Limited electricity outages won't strand rail passengers


POSTED: Friday, January 16, 2009

Readers like Roger D. Van Cleve (Letters, Jan. 11) who wonder how power outages would affect Honolulu's proposed rail transit system will find their questions answered on the project's blog,, and in our newsletter's January issue, which will be in mailboxes shortly.

As our newsletter relates, the most likely occurrence is a limited power outage in one or multiple areas along the East Kapolei to Ala Moana Center route. Because trains will draw power from many different points along the route, limited outages should not affect service; if power fails in one area, the system will use electricity from another area to continue moving trains and passengers.

We also are planning for the unfortunate event of a major outage along the route. This would stop train propulsion. In that event, modern rail cars will brake safely as they stop. Trains and stations will remain well lit, with backup batteries providing lighting for several hours. The system's operations center will communicate with passengers via the public address system and intercom and relay updates on the situation.
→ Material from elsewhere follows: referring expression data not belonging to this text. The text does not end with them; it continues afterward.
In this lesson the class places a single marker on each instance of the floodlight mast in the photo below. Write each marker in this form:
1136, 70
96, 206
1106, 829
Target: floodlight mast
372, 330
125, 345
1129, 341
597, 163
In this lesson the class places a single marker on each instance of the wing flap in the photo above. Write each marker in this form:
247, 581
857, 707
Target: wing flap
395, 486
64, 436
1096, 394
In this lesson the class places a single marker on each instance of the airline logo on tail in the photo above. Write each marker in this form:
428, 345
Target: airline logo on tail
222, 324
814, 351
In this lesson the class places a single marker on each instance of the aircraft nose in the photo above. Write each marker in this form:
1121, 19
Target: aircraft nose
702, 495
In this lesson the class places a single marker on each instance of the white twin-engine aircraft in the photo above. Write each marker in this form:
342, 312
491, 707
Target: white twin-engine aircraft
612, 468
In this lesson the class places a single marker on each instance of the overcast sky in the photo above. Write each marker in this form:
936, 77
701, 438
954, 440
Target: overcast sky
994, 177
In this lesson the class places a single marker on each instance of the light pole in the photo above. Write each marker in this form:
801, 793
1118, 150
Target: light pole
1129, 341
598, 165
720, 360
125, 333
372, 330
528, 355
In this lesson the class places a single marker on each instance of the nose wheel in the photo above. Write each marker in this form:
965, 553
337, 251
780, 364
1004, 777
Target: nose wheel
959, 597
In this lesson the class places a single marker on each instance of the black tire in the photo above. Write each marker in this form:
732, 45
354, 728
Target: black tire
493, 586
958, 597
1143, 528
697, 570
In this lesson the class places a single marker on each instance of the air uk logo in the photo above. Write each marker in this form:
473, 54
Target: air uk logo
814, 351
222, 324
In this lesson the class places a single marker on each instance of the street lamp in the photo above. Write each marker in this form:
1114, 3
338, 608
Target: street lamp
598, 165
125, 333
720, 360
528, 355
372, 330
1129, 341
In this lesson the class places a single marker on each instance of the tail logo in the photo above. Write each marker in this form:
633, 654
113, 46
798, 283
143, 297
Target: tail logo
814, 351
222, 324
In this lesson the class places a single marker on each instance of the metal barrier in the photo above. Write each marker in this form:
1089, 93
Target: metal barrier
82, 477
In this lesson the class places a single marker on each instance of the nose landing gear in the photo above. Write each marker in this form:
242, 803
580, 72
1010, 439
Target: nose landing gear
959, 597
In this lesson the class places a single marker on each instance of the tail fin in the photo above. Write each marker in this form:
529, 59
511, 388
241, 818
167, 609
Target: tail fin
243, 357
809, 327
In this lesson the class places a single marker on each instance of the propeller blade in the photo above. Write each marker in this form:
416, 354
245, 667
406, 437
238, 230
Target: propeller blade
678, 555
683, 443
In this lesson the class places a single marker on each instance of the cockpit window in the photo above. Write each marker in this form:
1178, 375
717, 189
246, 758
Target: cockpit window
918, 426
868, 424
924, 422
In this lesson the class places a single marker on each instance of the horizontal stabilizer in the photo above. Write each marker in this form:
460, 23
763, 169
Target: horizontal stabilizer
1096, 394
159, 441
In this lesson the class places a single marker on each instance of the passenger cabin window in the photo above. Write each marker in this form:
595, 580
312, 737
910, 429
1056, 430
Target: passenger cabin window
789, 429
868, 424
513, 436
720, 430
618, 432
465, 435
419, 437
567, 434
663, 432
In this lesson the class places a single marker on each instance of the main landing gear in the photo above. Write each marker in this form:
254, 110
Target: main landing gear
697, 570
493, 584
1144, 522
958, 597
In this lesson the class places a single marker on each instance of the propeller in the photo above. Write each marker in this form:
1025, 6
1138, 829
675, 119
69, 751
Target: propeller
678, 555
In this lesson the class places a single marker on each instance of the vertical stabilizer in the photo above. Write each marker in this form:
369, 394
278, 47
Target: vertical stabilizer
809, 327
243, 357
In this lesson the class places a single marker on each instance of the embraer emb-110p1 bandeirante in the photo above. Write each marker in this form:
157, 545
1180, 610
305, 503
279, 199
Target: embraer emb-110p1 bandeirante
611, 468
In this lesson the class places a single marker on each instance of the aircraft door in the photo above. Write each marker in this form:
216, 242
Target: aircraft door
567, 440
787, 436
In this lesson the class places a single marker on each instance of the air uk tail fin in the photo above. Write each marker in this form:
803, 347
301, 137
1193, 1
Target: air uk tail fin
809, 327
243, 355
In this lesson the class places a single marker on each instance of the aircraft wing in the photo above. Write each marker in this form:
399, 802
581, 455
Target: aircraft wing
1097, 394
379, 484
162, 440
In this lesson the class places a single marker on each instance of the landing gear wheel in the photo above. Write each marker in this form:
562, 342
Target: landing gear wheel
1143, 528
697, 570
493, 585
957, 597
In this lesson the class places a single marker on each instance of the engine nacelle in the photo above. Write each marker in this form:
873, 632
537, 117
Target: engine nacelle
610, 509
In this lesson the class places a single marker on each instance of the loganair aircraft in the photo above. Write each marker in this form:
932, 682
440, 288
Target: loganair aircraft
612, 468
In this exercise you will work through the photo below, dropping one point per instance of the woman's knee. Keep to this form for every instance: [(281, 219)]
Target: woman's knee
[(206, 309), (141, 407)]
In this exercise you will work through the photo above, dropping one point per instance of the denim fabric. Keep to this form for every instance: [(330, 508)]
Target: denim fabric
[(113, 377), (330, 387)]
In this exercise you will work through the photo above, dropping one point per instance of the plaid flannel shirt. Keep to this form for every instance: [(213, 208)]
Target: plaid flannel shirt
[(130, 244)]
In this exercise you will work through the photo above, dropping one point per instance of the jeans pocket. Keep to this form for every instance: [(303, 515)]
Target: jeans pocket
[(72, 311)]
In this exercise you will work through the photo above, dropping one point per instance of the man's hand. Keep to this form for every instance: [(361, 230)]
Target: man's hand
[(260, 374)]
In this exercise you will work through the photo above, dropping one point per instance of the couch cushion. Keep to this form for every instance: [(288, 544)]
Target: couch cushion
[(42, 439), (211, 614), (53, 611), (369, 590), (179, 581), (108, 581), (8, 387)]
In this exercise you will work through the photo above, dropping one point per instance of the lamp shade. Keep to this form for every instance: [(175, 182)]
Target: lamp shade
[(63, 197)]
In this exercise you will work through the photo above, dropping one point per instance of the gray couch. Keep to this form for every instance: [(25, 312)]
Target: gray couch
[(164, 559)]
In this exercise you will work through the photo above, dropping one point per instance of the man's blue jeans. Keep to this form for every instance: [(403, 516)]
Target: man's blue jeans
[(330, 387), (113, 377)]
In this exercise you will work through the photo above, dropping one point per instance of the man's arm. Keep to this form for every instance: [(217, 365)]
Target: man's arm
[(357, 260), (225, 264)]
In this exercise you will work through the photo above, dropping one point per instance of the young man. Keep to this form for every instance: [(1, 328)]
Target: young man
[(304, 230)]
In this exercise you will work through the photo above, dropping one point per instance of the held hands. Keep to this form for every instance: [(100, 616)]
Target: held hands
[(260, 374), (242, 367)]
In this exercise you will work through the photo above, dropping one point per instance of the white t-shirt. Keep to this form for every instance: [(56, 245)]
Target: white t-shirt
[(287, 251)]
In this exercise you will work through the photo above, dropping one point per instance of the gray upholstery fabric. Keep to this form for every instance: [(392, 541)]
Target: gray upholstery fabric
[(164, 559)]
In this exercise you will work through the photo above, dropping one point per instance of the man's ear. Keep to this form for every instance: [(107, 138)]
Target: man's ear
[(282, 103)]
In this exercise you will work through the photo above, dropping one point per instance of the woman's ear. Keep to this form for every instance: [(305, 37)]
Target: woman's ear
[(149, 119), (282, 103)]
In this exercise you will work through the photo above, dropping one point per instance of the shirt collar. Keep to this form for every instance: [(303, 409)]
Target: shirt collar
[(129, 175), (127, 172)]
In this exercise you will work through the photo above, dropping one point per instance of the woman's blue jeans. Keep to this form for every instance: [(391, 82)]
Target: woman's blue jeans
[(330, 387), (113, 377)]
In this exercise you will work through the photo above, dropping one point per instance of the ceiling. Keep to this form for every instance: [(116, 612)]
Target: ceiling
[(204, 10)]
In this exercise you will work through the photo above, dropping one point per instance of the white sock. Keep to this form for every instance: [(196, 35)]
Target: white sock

If power is restored within a short time, trains will start moving again. With a prolonged outage, the operations center will direct passengers to exit the trains and walk a short distance to the nearest station on a clearly illuminated path on the guideway. For those unable to exit rail cars, help will be provided by emergency responders and transit staff.

Passengers will be met at the train station by a coordinated response from first responders and city transportation workers.

Ultimately, prevention and preparation are the keys to ensuring rider safety. Project engineers are developing comprehensive safety policies and procedures with Honolulu's police, fire and emergency services. Research is one of our most important tools; we are closely studying the best practices from other areas. For example, later this month our city's first responders will discuss these issues with a leader from San Francisco's Bay Area Rapid Transit system who has extensive experience in fire, rescue and disaster planning.

Passenger safety is and always will be a priority with Honolulu's rail transit system.


Jim Dunn is design manager at Parsons Brinckerhoff. Harvey Berliner is interim safety and security manager for the City and County of Honolulu.